Perhaps she has never had anyone “correct” her on this? I know my grandmother is from a time when “coloured” was the acceptable way to refer to anyone not-white when she was younger.
I remember one time, DH and I were visiting and she said how my cousin had a new “coloured boyfriend.” I just told her, “Nanny, it’s not really nice to use the phrase “coloured.”
That lead to a really good discussion on the appropriate way to refer to race. She had no idea that the words she was using were so hurtful.

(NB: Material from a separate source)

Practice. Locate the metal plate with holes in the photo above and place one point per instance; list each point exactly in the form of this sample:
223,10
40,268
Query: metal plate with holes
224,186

She isn’t a racist person AT ALL, just in her time, that was an ok way to speak.
Now, I understand that perhaps your MIL is a bit… unstable, so a conversation like that may not go quite as well as it did with my Nanny. I do think it should be up to your DH to mention how hurtful those words are though!
Post # 15
She is saying these things around you so I would stop her in the conversation and tell her, “you know black folks are no longer referred to as dark or colored. African- Ameeican or black is what you should call us. I happen to prefer black so feel free to use that. Which new term will you use?”
If she continues with dark or colored or is dismissive to the idea then tell her she sounds like a bigot. You can even play up that you know she is not a bigot because she loves you. Even if you don’t feel it say it in this case. Hearing her say such means things hurts becausw you care about her so much.
II haven’t had to tell an IL this, but I have used these tactics with friends. In their cases my friends were purposely pushing the envelope with the N word.